One morning this week, I woke up and realized my precious baby doxie, Shawn, was no longer in the bed with me. I quickly located him on the floor asleep

next to the water bowl I had failed to fill the night before. I pause for your and my emotional reaction. Our pets are helpless and require us to satisfy their needs. What in the world had I been doing the night before that was more important than this bowl of water!?
I grabbed that bowl and went immediately to fill it as if he were a dying goldfish. I placed the bowl next to him and gently woke him up from his “no water nightmare.” He looked at me bleary eyed and put his head down as I moved the bowl closer. He must be absolutely parched…delirious from having no water and I had to be sure he saw the bowl. It was my duty to make him understand that I hadn’t hurt him on purpose and that I was apologizing deeply with this offering of water.
With the bowl closer, he shifted his position so his tail was closer to the bowl. I imagined that I had finally been negligent enough to have lost his respect and love…our relationship was over. No! No! I yelled inside my head. We had 12 great years together and with just a little more effort, he would see that I was sorry and deserved his forgiveness. So, I moved the bowl back into his line of sight and this time he huffed at me and rotated his position again.
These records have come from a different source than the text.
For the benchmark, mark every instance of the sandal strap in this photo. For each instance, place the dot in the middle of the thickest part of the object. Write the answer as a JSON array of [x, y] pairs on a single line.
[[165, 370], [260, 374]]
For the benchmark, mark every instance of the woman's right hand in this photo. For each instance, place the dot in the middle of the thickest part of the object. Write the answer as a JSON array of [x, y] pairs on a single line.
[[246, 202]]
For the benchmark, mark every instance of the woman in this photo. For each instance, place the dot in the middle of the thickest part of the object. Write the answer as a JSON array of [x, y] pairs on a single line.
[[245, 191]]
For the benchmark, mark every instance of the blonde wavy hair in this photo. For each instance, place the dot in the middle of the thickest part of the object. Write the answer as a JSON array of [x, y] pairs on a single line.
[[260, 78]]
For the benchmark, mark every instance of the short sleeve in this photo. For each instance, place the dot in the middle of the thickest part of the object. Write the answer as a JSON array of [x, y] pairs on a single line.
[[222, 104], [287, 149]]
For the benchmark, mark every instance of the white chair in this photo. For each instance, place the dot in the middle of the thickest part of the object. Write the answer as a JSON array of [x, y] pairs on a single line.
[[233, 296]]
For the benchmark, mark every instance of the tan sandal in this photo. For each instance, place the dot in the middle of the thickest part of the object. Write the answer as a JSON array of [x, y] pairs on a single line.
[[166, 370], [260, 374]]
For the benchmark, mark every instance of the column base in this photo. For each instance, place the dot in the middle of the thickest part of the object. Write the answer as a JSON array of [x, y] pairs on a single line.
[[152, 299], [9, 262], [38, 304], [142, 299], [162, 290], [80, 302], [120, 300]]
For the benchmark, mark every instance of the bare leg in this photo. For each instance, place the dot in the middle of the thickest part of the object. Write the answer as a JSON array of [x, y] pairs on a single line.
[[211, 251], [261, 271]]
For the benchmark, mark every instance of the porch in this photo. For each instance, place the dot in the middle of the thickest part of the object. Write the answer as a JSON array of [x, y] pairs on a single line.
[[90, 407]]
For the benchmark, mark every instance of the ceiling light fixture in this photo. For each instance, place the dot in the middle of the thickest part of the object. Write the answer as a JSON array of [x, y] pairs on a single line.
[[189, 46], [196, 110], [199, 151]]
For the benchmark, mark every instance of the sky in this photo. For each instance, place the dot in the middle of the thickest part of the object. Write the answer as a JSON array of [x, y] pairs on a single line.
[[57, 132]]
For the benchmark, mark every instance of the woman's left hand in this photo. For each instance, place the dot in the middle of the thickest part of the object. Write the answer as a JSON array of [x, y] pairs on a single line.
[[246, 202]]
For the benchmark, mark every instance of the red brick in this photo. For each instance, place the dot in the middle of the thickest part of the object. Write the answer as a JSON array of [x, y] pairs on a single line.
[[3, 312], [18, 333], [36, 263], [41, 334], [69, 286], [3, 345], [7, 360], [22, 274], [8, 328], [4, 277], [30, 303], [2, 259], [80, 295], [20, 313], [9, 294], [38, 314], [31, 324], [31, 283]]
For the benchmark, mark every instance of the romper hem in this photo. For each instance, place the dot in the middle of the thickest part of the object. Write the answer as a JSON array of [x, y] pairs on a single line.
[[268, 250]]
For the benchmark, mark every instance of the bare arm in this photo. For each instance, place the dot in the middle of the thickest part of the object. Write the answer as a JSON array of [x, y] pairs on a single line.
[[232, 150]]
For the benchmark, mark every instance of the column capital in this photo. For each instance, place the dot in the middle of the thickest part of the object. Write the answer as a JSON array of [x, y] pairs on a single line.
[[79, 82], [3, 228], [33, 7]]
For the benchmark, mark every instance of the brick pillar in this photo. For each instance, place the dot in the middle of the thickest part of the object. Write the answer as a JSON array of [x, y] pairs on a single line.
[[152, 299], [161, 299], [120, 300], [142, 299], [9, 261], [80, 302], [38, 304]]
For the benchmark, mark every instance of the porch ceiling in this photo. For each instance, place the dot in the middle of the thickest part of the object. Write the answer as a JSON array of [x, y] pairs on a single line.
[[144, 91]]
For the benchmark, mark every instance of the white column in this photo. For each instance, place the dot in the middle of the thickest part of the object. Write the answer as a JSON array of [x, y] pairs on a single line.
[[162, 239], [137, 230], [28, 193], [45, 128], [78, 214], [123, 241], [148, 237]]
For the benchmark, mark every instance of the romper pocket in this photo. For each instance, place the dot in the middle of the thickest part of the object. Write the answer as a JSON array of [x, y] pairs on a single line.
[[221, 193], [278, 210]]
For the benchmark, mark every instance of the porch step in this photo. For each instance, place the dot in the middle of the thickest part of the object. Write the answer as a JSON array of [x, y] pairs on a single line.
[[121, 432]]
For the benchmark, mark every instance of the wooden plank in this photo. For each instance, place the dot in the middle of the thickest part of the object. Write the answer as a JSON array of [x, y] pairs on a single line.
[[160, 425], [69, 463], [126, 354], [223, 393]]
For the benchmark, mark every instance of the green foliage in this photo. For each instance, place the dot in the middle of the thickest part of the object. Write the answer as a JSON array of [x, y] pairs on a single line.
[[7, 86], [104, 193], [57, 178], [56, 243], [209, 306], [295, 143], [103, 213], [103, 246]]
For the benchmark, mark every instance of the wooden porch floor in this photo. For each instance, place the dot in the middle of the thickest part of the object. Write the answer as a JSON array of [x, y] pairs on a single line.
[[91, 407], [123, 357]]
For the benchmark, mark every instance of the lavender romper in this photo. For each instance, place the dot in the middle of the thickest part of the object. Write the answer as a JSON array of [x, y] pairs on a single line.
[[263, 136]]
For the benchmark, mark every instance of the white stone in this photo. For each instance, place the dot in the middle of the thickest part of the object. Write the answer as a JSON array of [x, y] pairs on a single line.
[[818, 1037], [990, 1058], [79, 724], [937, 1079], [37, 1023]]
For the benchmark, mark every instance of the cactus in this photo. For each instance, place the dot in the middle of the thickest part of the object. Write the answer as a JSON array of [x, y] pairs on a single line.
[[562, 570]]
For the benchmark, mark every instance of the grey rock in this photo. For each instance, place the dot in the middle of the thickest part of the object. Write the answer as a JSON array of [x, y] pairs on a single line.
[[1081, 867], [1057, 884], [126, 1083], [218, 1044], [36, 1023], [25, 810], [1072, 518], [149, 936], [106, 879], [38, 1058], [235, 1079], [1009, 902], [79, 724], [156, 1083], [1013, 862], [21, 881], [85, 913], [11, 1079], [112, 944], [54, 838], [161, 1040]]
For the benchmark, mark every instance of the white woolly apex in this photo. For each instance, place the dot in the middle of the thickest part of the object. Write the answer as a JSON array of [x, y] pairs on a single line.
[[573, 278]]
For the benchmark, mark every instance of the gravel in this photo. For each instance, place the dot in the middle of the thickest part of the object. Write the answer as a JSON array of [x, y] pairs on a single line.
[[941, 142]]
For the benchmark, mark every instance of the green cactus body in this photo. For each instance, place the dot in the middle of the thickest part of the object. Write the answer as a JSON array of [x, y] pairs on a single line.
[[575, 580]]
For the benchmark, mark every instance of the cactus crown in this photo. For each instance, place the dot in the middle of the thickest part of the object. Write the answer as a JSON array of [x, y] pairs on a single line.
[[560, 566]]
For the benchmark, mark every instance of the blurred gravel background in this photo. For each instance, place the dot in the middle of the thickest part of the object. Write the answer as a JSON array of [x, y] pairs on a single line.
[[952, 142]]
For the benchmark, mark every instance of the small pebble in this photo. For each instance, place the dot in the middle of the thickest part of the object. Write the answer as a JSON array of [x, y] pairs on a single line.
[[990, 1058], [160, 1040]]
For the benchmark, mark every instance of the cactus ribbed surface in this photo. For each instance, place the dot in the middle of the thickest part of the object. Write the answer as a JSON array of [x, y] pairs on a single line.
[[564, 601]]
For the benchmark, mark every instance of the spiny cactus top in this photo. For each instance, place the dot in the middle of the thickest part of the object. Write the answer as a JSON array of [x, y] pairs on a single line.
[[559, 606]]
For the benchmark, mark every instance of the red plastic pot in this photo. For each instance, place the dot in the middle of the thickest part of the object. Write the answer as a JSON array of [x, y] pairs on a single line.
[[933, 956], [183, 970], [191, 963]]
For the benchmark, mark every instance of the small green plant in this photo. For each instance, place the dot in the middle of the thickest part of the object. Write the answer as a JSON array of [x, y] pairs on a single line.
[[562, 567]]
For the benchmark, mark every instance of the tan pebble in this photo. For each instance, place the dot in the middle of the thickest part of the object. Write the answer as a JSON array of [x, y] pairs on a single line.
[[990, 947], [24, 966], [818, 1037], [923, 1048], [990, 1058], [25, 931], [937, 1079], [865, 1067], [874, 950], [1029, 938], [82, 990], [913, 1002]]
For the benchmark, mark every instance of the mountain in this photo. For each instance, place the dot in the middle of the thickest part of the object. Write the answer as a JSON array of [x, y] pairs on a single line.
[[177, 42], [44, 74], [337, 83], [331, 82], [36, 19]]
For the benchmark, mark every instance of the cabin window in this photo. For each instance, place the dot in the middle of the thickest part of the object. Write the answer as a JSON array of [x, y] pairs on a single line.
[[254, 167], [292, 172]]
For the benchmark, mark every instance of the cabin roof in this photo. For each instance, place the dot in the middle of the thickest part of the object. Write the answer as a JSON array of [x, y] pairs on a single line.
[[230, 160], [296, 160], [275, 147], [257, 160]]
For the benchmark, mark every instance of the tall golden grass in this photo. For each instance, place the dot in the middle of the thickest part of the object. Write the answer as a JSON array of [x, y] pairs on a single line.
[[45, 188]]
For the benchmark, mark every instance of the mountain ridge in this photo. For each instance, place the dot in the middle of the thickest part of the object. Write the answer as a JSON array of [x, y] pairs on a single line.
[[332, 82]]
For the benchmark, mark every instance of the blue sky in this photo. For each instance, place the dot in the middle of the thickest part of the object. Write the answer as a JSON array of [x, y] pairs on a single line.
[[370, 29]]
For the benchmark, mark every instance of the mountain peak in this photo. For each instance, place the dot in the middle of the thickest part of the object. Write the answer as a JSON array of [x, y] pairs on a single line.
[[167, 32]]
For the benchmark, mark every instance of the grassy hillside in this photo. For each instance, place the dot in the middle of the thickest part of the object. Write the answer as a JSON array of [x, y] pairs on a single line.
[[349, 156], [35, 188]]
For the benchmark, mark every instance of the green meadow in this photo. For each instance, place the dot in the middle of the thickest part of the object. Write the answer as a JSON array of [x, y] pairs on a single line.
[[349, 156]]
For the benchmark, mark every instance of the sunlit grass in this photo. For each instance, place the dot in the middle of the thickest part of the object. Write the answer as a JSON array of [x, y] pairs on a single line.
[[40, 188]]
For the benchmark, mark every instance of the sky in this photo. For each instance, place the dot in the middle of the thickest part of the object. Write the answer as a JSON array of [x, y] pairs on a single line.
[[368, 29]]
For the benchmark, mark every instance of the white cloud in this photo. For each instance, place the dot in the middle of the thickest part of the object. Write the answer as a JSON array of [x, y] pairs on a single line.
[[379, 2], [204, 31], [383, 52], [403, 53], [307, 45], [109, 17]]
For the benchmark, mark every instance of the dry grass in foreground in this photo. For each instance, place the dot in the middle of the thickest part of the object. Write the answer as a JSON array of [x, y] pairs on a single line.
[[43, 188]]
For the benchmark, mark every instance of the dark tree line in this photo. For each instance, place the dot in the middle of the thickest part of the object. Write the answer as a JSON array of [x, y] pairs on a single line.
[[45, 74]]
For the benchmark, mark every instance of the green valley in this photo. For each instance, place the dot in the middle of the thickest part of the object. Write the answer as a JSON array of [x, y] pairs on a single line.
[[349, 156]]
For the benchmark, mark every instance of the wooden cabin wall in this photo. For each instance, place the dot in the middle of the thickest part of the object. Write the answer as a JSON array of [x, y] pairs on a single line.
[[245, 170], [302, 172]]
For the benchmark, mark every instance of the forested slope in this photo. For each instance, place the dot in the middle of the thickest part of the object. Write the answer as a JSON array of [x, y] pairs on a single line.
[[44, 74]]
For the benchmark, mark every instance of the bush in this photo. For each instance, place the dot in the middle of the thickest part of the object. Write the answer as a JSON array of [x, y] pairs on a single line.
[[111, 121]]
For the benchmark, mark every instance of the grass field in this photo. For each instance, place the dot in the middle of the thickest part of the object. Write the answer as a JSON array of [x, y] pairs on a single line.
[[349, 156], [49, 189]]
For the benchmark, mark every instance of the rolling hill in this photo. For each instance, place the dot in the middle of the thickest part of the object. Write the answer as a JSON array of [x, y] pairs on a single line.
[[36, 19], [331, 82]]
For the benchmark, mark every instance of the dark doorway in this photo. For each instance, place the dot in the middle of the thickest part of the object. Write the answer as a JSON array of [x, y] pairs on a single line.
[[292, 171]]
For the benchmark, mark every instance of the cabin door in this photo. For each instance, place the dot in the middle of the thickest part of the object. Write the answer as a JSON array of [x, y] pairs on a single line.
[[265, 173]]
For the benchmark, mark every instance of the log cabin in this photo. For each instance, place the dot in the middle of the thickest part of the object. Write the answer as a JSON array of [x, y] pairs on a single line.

With trembling hands, I dipped my fingers into the bowl and tried to apply some drops to his lips and then…he got up and … walked … away… Can you even imagine?! So, now I am pissed! For 12 years I have doted on this dog. I have gone through every dog treat known to anyone and spent endless money just to find the one he seemed to love the best—Eureka! I found the absolutely best one! Two weeks later when he changed his mind (usually after I had purchased a case of his “favorite”), I was on the hunt again. How dare he not appreciate this and the multitude of other things I have done for him! If he wants to break-up, then fine! I double break-up!
I hope you have enjoyed this episode called Jumping to Conclusions which is based mostly on facts but stretched to encourage a chuckle. Jumping to conclusions: taking an observation, a thought or a feeling and filling in all the details our minds can imagine. So Shawn was lying next to his empty bowl—doesn’t mean he was thirsty when laid down or for another matter was thirsty when I woke him up. He certainly showed no signs of wanting the water which would have been a clue he was not thirsty and probably not furious at me for neglecting him. And we’ll leave that last paragraph just as it is…right there…
Now, if you would, run this scenario through your head again substituting Shawn with someone you love in your life and substituting me with you. Go ahead…I’ll wait. We can hardly blame Shawn for not politely telling me, when I woke him up, that he was not in fact thirsty—he’s a dog for goodness sake! In the scenario you just ran through in your head, if you and your important person were in fact both people, either one of you could have used your words and spoken your need. Because sometimes if you don’t make your needs known, all the empty space is filled with nonsense and you end up breaking up with your dog!
Here’s the thing that I will expound on for as long as I have breath: You are responsible for telling the people in your life what you need if for no other reason than asking for what you need exponentially increases your chances of getting it! (the word exponentially is sponsored by my brother, Steve, who is a mathematician and yes, he is my full-blood brother).